İnsan beyni enerjiye bir hayli ihtiyaç duyar ve vücudun ürettiği enerjinin %20 – %30‘u kadarını kullanır. Normal yaşlanma sürecinde nörodejeneratif hastalığa veya zihinsel bir rahatsızlığa sahip kişilerde ya da fizyolojik stres dönemlerine maruz kalmış insanlarda şekerin beyne iletimi azalabilir. Bu durum enerji rezervlerinde düşüşe yol açar ve bunun sonucunda bilişsel yetide zayıflamaya ve hafıza kaybına sebep olabilir.
Güzel haber geçtiğimiz aylarda Alzaymır Derneği‘nin desteklediği bir çalışmadan geldi. Fareler üzerinde gerçekleştirilen bir araştırmaya göre beynin enerji rezervlerinin günlük bir doz pirüvat (hücrelerin içindeki enerji iletim yollarının birçoğunun merkezinde bulunan, enerji açısından zengin küçük bir molekül) ile artırılabileceği öne sürüldü. Fakat bu deneylerin hala insan denekler üzerinde doğrulanması gerekiyor.
Araştırmanın öncüsü Moleküler Nörobiyoloji Profesörü Heikki Tanila, araştırmalarını şöyle açıkladı: “Yeni çalışmamızda, en azından farelerin beyninde pirüvat ile gerçekleştirilen uzun vadeli besin takviyesinin, beyindeki enerji rezervlerini glükojen, kreatin ve laktat formunda artırdığını göstermeyi başardık.”
Pirüvat ile yapılan besin takviyesinin, beyin enerji rezervlerini artırdığına yönelik bulgunun yanı sıra; bu araştırma, farelerin davranış şekillerini pozitif yönde değiştirdiğini de ortaya koyuyor. Tanilla’nın bu diğer bulguyla ilgili yorumu şöyle: “Fareler daha enerjik oldular ve bu sayede araştırma faaliyetlerini daha etkin hale getirdiler. Bu davranışsal değişimlerin, pirüvatın beyin işlevindeki etkisine bağlanabileceği çok açık. Çünkü farelerin kas gücünde veya dayanıklılığında herhangi bir artış tespit etmedik.”
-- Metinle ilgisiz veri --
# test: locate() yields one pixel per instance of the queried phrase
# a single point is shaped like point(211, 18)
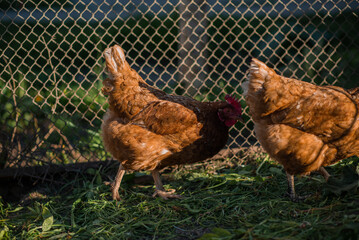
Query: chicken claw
point(160, 191)
point(115, 185)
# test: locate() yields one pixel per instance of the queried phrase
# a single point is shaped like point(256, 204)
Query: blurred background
point(51, 64)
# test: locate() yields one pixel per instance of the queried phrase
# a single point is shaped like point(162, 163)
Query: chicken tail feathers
point(115, 60)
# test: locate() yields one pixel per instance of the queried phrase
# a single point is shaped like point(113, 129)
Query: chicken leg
point(291, 190)
point(160, 191)
point(115, 185)
point(324, 173)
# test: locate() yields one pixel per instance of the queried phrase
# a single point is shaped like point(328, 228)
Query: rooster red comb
point(234, 102)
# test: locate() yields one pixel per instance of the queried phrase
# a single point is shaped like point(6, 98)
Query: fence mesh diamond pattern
point(51, 65)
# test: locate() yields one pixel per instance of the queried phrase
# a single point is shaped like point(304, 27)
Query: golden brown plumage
point(147, 129)
point(302, 126)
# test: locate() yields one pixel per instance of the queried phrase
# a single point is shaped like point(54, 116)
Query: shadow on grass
point(228, 202)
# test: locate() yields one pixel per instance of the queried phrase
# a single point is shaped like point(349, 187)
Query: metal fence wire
point(51, 64)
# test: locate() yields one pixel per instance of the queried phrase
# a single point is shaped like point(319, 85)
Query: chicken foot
point(160, 191)
point(291, 190)
point(324, 173)
point(115, 185)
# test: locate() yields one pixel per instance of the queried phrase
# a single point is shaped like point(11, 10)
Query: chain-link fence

Pirüvatlı besin takviyesinin kronik tedarikinin, orta yaşlı (6-12) deneklerin uzamsal öğrenmelerini kolaylaştırdığı gözlendi. Örneğin, fareler diğer yabancı farelerin kokularına daha duyarlı hale geldiler. Bununla birlikte, farenin ön ayaklarını kaldırmak suretiyle etrafındakileri incelemesi olarak bilinen şahlanma hareketiyle de bu duyarlılıklarını gösterdiler.
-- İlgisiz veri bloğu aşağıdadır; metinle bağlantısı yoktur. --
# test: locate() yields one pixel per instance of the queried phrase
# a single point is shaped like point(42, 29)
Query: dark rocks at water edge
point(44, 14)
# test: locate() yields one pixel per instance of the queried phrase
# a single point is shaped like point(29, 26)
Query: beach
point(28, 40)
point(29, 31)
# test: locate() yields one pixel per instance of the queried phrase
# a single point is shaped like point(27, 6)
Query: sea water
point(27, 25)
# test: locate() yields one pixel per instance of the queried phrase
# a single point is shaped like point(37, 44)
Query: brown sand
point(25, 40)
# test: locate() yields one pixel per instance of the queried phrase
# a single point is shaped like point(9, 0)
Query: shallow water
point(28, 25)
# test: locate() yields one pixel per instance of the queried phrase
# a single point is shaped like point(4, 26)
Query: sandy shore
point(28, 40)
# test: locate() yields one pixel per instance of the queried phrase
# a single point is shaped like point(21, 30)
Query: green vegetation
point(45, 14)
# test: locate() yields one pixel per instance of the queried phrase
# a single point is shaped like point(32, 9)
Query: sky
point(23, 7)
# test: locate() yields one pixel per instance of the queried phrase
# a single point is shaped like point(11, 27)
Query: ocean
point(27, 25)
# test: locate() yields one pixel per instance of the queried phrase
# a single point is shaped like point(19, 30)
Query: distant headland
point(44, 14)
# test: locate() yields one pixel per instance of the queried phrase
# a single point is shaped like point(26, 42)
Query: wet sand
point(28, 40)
Etkiyi yaratabilmek için gerekli olan doz, ağız yoluyla verilen 800 mg pirüvat olarak belirlendi. Bunun insandaki karşılığı günde yaklaşık 10 gramdır. Pirüvat, farelere yemeğe karıştırmak suretiyle oral yoldan verildi. Tek bir doz halinde direkt olarak kan dolaşımına enjekte edilmesi sonucu değiştirmedi.
İlginç bir biçimde, genelde Alzaymır çalışmalarına denek olan APPswe/PS1dE9 adlı transgenik fare türlerinde de pirüvatlı besin takviyesinin pozitif etkilerine rastlandı. Bu fareler, insanların Alzaymır hastalığı sonucu gösterdiği beyinde protein plaklarının yok olması, nörodejeneratif hastalıklar, bilişsel zayıflama gibi semptomları gösterirler. Bu sonuçlar pirüvatın Alzaymır ve Parkinson gibi nörodejeneratif hastalıkları olan insanlara da fayda sağlayacağı yönündeki umutları artırıyor.
Tanila, Frontier in Aging Neuroscience dergisindeki 16 Mart 2016 tarihli makalede, “Pürivat takviyesi yaşlılar için ilk aşama tedavi yöntemi olarak ve yaşlanma, nörodejeneratif hastalıklar ve zihinsel bozukluklar sonucu ortaya çıkan bilişsel zayıflamayı azaltmak için terapilerde kullanılabilir. İyi tolere edilen bu yöntemin insanlar üzerindeki etkisini anlamak için daha ileri araştırmalar yapılmalıdır.” dedi.